Lwiro shrew
- Conservation status: Data Deficient (IUCN 3.1)

Scientific classification
- Kingdom: Animalia
- Phylum: Chordata
- Class: Mammalia
- Order: Eulipotyphla
- Family: Soricidae
- Genus: Crocidura
- Species: C. lwiroensis
- Binomial name: Crocidura lwiroensis Kerbis Peterhans & Hutterer, 2013

= Lwiro shrew =

- Authority: Kerbis Peterhans & Hutterer, 2013
- Conservation status: DD

Species of mammal

The Lwiro shrew or Misotshi-Kabogo shrew (Crocidura lwiroensis) is a species of mammal in the family Soricidae. It is endemic to the Misotshi-Kabogo Massif, Democratic Republic of the Congo.

== Etymology ==
It is named in honor of the research team based at the Lwiro (Centre de Recherche en Hydrobiologie) biological research station north of Bukavu.

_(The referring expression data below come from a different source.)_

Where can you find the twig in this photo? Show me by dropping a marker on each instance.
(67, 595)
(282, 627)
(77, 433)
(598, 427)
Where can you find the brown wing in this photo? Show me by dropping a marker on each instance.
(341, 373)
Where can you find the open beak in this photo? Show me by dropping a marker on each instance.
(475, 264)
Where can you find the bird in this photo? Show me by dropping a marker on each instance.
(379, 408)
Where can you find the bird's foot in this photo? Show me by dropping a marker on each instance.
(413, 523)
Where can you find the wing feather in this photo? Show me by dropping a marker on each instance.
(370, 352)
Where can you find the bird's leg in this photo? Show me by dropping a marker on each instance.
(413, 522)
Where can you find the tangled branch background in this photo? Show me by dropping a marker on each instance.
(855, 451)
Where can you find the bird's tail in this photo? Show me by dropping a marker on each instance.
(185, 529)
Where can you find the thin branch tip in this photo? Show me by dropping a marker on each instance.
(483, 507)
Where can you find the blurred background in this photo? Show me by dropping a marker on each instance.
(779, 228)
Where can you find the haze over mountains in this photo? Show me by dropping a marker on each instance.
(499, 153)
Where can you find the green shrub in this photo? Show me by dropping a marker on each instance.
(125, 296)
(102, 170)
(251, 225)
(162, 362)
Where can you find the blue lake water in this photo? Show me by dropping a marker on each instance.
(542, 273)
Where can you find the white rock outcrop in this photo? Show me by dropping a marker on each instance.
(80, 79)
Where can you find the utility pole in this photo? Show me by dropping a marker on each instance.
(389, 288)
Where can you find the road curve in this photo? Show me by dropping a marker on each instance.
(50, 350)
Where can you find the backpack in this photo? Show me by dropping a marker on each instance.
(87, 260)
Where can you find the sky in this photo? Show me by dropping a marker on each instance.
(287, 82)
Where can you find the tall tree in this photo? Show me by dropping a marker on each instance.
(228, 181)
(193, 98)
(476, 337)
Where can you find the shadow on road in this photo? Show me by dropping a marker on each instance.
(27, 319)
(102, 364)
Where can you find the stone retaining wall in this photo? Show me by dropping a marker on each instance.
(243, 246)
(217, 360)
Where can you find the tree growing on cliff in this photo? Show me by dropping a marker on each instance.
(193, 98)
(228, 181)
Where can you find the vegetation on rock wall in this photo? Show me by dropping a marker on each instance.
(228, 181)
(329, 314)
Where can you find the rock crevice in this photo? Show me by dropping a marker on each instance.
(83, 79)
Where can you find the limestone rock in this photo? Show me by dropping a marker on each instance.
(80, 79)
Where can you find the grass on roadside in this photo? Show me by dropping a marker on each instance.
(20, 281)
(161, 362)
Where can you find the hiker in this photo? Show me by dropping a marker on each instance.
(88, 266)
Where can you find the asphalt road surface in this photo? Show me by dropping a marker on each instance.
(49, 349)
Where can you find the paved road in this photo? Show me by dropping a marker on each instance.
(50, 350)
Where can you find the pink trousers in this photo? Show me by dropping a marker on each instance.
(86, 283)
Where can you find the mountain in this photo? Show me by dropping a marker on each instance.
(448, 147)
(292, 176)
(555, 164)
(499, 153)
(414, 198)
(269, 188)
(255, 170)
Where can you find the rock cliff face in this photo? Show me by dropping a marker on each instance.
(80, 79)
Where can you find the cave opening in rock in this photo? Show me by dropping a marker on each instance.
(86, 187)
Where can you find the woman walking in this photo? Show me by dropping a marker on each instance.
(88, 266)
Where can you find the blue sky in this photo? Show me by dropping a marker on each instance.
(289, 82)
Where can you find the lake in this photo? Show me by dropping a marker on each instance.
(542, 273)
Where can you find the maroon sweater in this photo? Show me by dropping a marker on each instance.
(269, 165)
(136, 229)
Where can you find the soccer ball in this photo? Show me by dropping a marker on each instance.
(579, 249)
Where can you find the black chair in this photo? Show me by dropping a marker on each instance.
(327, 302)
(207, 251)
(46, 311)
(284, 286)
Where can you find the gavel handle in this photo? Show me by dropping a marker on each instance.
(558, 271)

== Distribution and habitat ==
It is found in the Democratic Republic of the Congo, where it is restricted to a small portion of the Albertine Rift on the western shore of Lake Tanganyika. It is restricted to the Misotshi-Kabogo highlands, an isolated region of montane forest south of the Itombwe Mountains. The only known specimen was found along a creek in a primary forest.

== Description ==
It is very small in body size with a nearly naked tail. It has dark gray fur above and lighter gray fur below. It has a total length of 110 mm, a tail of 45 mm, and a weight of 5.6 g.

== Status ==
Although classified as Data Deficient due to lack of studies, it is likely threatened by deforestation for agricultural expansion, mining concessions, as well as an increase in local population from migration by refugees from the Kivu conflict, which may impact the ecosystem.